Kesuksesan pengajaran Confucianisme pada masa dinasti Han terutama atas jasa dari Tung Chung-shu, yang pertama merekomendasikan sistim pendidikan harus dibina berdasarkan ajaran Confucius. Tung Chung-shu mempercayai bahwa kedekatan hubungan antara sifat sejati manusia dan alam; yakni perbuatan manusia dapat mempengaruhi berbagai fenomena di alam semesta. Segala bencana alam dapat dipandang sebagai suatu peringatan terhadap manusia karena perbuatannya yang melanggar sila.

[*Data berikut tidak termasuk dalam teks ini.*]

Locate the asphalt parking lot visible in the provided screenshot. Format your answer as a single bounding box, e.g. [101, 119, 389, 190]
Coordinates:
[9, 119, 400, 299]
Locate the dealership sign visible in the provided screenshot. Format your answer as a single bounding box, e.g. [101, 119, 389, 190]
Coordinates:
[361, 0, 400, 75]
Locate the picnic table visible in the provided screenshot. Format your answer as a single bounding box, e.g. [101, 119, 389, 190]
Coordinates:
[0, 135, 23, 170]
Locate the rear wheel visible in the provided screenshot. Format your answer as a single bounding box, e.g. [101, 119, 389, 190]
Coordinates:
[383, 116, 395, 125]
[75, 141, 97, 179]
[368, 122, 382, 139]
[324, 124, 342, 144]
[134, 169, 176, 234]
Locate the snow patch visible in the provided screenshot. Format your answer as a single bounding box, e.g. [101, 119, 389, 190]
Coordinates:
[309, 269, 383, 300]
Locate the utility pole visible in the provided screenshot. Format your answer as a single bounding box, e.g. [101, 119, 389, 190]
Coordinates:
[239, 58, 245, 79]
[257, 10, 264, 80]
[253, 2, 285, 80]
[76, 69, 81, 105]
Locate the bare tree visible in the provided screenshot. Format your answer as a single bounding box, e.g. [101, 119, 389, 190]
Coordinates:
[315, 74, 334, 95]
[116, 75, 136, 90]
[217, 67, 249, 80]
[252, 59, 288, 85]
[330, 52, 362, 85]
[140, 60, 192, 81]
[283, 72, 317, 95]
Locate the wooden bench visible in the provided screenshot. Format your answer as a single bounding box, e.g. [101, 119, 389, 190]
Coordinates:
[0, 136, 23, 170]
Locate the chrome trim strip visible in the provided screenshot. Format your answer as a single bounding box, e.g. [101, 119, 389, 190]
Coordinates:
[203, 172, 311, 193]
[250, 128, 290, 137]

Hal ini menciptakan ketakutan terhadap Yang Maha Kuasa dimana dengan kekuasaanNya, memiliki kekuatan yang tidak terbatas (omnipotent).
Dalam situasi kekacauan politik setelah runtuhnya dinasti Han, paham Confucianisme dibayangi dua ajaran filsafat yang juga sama-sama berkembang saat itu, yaitu Taoisme dan Buddhisme. Walaupun begitu, karya-karya klasik Confucius tetap merupakan sumber utama bagi para pelajar saat itu, dan dengan dimulainya masa perdamaian dan kemakmuran dalam dinasti Tang (618-907), penyebaran Confucianisme makin dipacu. Monopoli pengajaran yang dipegang oleh para pengikut Confucius, sekali lagi menjadikan paham ajaran ini menduduki posisi birokrasi yang tinggi, sebagai suatu ajaran negara dengan sistim ortodok.